Las sociedades humanas han progresado y crecido descubriendo cada vez más y mejores maneras de convertir la energía para nuestros propósitos. Tales cambios transformaron nuestro mundo.
La quema de hidrocarburos, una vez fue el gran impulsor de la prosperidad, pero se ha convertido en nuestra maldición. ¿Estamos a la altura de la tarea de desterrar los combustibles fósiles? Algunos lo creen. El ex vicepresidente de Estados Unidos, Al Gore, ha estado ofreciendo recientemente una evaluación sorprendentemente optimista del potencial de las tecnologías renovables, para tomar rápidamente el control de los combustibles fósiles gracias al Acuerdo de París, que es considerado por muchos como el logro ambiental más importante de la historia por su alcance global y sus objetivos a largo plazo, a pesar del abandono del acuerdo por Donald Trump.
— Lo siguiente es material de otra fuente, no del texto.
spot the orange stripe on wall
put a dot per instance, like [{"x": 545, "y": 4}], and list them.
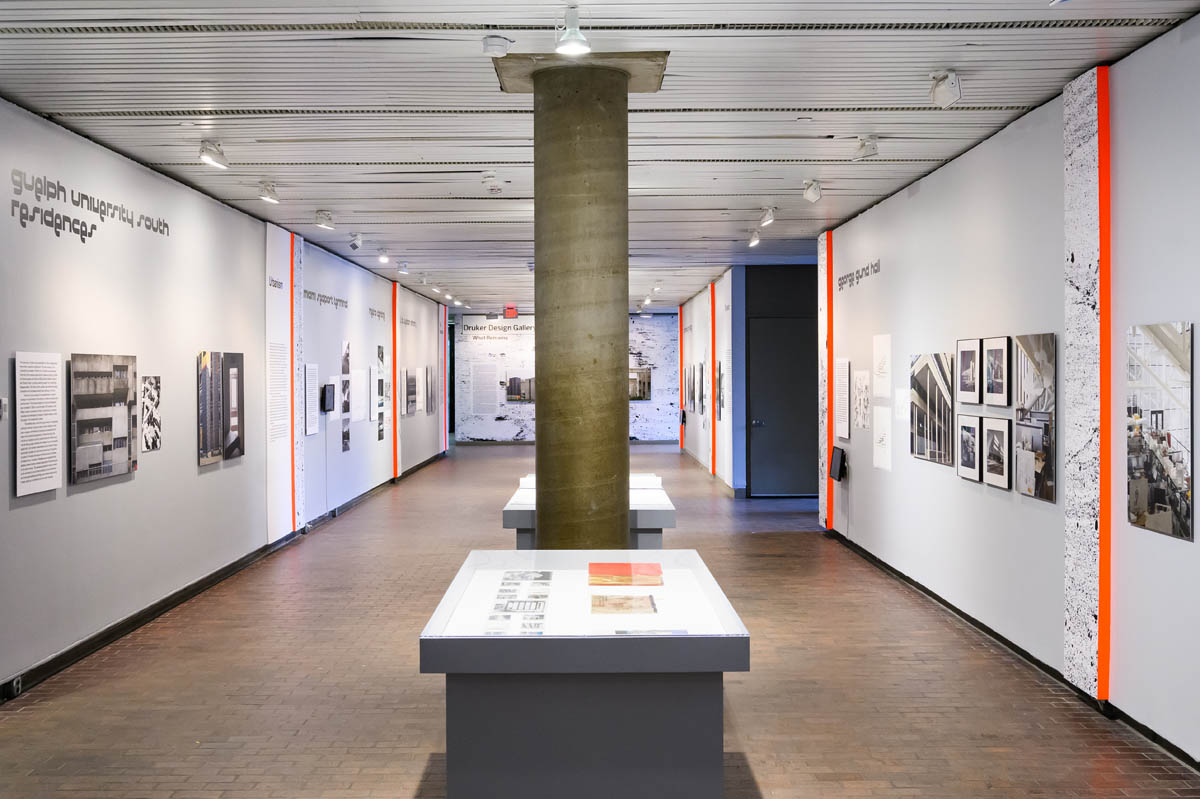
[
  {"x": 292, "y": 360},
  {"x": 1105, "y": 284},
  {"x": 829, "y": 403},
  {"x": 712, "y": 374}
]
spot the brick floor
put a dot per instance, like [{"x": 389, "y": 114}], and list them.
[{"x": 298, "y": 677}]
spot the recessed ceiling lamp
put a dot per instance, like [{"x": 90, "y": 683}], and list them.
[
  {"x": 267, "y": 193},
  {"x": 946, "y": 90},
  {"x": 497, "y": 46},
  {"x": 868, "y": 146},
  {"x": 571, "y": 40},
  {"x": 213, "y": 155}
]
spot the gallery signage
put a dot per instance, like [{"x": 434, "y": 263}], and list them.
[
  {"x": 852, "y": 278},
  {"x": 33, "y": 205}
]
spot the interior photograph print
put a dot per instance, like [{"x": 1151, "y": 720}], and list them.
[{"x": 1159, "y": 427}]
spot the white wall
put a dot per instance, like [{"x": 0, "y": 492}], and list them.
[
  {"x": 81, "y": 558},
  {"x": 971, "y": 251},
  {"x": 1156, "y": 240}
]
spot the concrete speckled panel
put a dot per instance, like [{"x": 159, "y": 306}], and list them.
[
  {"x": 822, "y": 374},
  {"x": 1081, "y": 382}
]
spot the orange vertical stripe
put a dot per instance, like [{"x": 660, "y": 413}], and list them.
[
  {"x": 1105, "y": 286},
  {"x": 681, "y": 377},
  {"x": 829, "y": 403},
  {"x": 395, "y": 388},
  {"x": 292, "y": 361},
  {"x": 712, "y": 374}
]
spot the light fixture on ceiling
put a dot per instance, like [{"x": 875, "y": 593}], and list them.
[
  {"x": 571, "y": 40},
  {"x": 868, "y": 146},
  {"x": 497, "y": 47},
  {"x": 267, "y": 193},
  {"x": 946, "y": 89},
  {"x": 213, "y": 155}
]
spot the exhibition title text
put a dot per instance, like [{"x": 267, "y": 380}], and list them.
[
  {"x": 852, "y": 278},
  {"x": 43, "y": 190}
]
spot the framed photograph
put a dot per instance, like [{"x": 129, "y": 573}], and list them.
[
  {"x": 1033, "y": 433},
  {"x": 1159, "y": 412},
  {"x": 997, "y": 452},
  {"x": 931, "y": 408},
  {"x": 970, "y": 463},
  {"x": 969, "y": 384},
  {"x": 997, "y": 385}
]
EE.UU. es considerado el mayor generador histórico de dióxido de carbono (responsable de cerca del 15% de las emisiones globales), pero hace una década China lo pasó como el país que es fuente principal de gases de efecto invernadero.
En la medida en que la producción de energía ha crecido, se ha vuelto más barata y más eficiente. En casi un siglo, el costo de la energía disminuyó unas 100 veces. Tal hecho, debería convertirnos en “tecno-optimistas”. Pero una energía barata significa que usamos más de ella, desperdiciándola.
Los métodos que hoy se emplean para producir energía, en su mayoría agotan los recursos y contaminan el ambiente. Al ritmo actual, mucha de la energía fósil será consumida en los próximos 70 años, cambiando a la atmósfera de forma irreversible. Por ejemplo, para transportar a una sola persona en un carro, a una distancia de 500 km, se queman 175 kg de oxígeno equivalentes a los que una persona respira en todo un año.
Las plantas producen suficiente oxígeno para los siete mil millones de personas que habitamos el Planeta pero no pueden producirlo para un mundo lleno de vehículos, cada uno quema por lo menos catorce veces más oxígeno del que consume un individuo.
Los esfuerzos de las últimas décadas se han orientado en producir más petróleo, a refinarlo mejor y a controlar su distribución. El énfasis se ha trasladado hacia la investigación para encontrar fuentes de energía abundante y limpia, con motores comparables en potencia a los actuales, que sean más rentables y menos nocivos al ambiente.
Sin embargo, el desarrollo de tecnologías limpias casi siempre constituye la promoción de un producto costoso para obtener bienes de primera necesidad. Esa paradoja sigue impregnando la política energética y ambiental.
La tierra sufrirá mayores niveles de calentamiento, subirán las temperaturas medias, se acelerará el deshielo en los polos y crecerá el nivel del mar. Estas son las predicciones de los científicos que alertan de las consecuencias de no dejar atrás la «época de los combustibles fósiles”.
Cada año podría haber hasta 3.000 millones de toneladas más de dióxido de carbono en la atmósfera. Incluso si todos los países del Acuerdo de París cumplen su compromiso, la tierra podría calentarse 0,3 grados centígrados más a finales de siglo, el objetivo es que no alcance los 2 grados para entonces y ya hemos superado más de 1,1 grado centígrado.
Pero nos enfrentamos a una innegable encrucijada, y sólo un camino correcto. En las próximas décadas, tenemos que abandonar los combustibles fósiles y embarcarnos en lo que se llama, la búsqueda por crear un nuevo sistema de energía compatible con la supervivencia a largo plazo de la civilización. Por tanto, vamos a necesitar un retorno a la construcción de plantas nucleares y un avance en formas baratas de almacenar energía eólica y solar. ¿Lo lograremos? Este es el momento decisivo.